詳しい研修内容や申し込み方法については、ツクイスタッフの公式サイトをご覧ください。
ツクイスタッフの入浴介助に関する研修プログラム例はこちら>>
まとめ
通所介護(デイサービス)における入浴介助加算は、利用者が安全で快適に入浴できるようにするための重要な加算です。2024年度の介護報酬改定により、入浴介助加算の算定要件が一部見直され、特に入浴介助に関する研修の実施が新たに求められるようになりました。これにより、介護職員の技術向上が期待され、利用者に対してより質の高いケアが提供されることが期待されます。
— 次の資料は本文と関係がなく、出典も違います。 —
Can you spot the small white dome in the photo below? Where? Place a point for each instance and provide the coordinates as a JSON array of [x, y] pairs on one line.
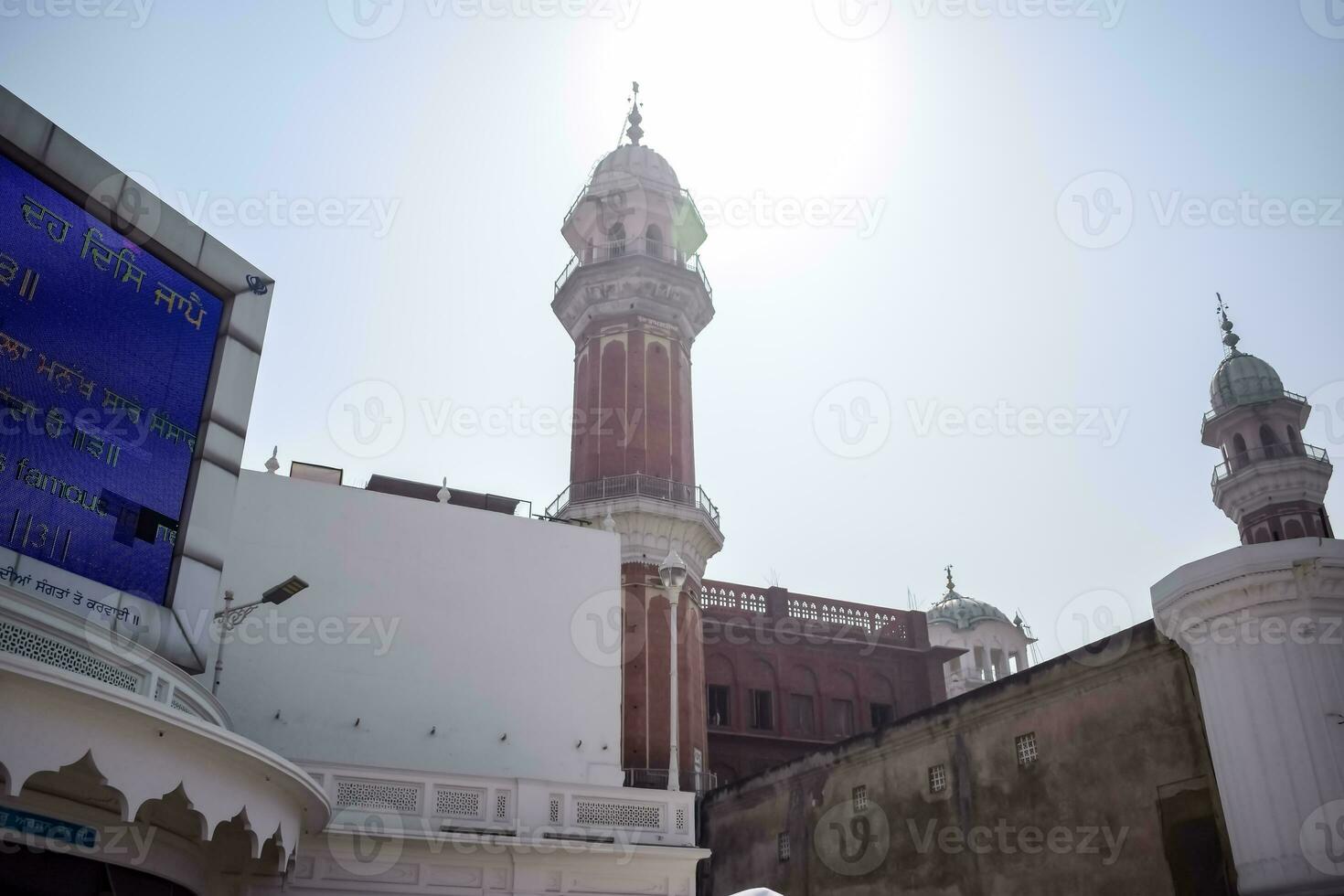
[[1243, 379], [961, 612], [640, 163]]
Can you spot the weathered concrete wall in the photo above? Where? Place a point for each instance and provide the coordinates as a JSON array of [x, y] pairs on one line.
[[1121, 782]]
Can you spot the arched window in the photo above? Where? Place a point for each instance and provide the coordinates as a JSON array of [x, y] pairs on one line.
[[654, 243], [1269, 443], [1295, 440], [1238, 452]]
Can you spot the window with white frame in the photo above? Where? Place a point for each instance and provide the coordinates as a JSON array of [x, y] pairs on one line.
[[1027, 749]]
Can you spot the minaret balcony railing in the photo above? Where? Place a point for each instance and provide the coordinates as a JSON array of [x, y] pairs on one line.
[[640, 248], [635, 485], [1254, 457]]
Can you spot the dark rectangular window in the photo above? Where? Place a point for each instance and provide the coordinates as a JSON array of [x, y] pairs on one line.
[[841, 718], [803, 713], [763, 710], [717, 699]]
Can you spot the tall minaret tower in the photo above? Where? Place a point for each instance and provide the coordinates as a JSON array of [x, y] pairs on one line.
[[1269, 484], [634, 298], [1263, 624]]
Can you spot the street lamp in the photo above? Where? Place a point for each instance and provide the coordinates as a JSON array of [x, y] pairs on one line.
[[231, 617], [672, 571]]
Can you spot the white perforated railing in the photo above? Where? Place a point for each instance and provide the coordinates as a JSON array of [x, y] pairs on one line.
[[40, 635], [523, 809]]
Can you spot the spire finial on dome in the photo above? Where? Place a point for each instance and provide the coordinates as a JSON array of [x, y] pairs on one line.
[[1230, 338], [635, 132]]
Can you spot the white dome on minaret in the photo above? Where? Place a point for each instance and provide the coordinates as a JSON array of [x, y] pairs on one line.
[[1270, 484], [636, 162], [1243, 379], [994, 645]]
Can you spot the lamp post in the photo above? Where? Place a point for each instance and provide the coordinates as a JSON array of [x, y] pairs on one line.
[[231, 617], [672, 571]]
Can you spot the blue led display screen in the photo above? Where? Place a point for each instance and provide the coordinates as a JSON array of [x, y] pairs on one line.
[[105, 357]]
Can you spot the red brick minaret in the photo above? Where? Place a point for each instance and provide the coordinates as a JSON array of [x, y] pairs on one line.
[[634, 298]]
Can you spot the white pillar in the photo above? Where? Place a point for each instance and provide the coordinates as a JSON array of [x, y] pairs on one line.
[[1261, 624]]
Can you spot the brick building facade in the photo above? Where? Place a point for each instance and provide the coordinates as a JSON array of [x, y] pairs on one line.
[[789, 673]]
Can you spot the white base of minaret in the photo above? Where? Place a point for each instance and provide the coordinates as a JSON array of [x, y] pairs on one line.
[[1263, 627]]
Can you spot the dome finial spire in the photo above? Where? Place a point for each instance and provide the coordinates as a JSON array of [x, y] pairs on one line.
[[635, 132], [1230, 338]]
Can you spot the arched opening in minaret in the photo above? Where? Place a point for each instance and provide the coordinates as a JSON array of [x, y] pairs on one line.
[[1295, 440], [654, 242], [1269, 443], [1238, 450], [615, 240]]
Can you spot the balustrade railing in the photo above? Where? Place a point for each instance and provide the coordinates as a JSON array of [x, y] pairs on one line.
[[1253, 457], [640, 246], [886, 621]]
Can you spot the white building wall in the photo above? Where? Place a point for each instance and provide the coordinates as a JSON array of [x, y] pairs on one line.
[[423, 618]]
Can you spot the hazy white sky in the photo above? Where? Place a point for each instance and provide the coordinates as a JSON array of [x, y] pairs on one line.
[[918, 212]]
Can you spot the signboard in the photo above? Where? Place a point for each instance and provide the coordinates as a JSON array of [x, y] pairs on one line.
[[53, 829], [105, 357]]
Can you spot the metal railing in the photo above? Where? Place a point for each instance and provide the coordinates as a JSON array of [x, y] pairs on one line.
[[1269, 397], [640, 246], [1252, 457], [697, 782], [635, 485]]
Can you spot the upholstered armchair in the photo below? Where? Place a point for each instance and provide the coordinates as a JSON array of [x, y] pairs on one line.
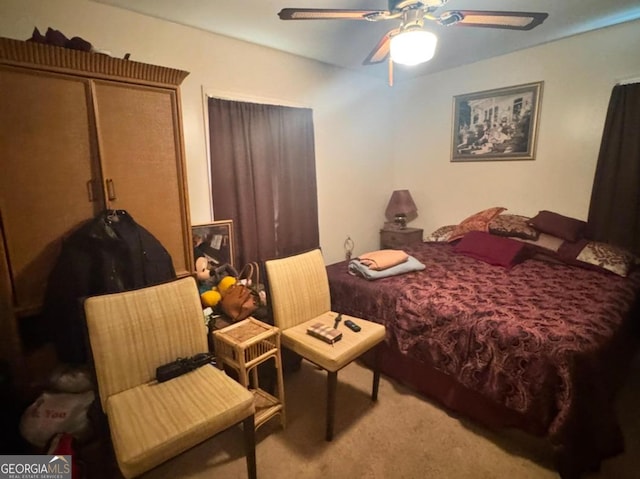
[[300, 297], [131, 334]]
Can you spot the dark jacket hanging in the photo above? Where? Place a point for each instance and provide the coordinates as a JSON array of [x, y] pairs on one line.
[[107, 254]]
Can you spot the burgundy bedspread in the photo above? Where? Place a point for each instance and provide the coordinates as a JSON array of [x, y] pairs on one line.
[[544, 339]]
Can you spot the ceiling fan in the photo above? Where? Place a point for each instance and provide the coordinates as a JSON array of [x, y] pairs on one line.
[[412, 15]]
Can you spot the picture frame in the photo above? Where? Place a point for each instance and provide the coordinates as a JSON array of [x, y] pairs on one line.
[[215, 241], [498, 124]]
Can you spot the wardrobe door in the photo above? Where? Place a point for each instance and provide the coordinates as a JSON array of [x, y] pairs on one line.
[[139, 138], [46, 175]]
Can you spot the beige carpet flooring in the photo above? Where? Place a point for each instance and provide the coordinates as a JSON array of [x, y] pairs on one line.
[[401, 436]]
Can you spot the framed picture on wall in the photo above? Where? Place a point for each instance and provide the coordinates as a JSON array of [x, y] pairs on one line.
[[498, 124], [214, 241]]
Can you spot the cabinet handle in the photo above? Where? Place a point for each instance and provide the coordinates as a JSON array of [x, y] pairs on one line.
[[90, 192], [111, 190]]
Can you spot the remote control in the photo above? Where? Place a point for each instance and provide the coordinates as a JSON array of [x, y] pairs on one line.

入浴介助加算には「入浴介助加算(Ⅰ)」と「入浴介助加算(Ⅱ)」の2種類があり、それぞれに異なる算定要件があります。特に入浴介助加算(Ⅱ)では、医師や理学療法士が利用者の居宅を訪問し、浴室環境や利用者の動作を評価することが求められますが、生産性向上の観点からICT機器を活用して遠隔地からでも専門的な評価を受けられるようになり、今後算定率が上がると期待されます。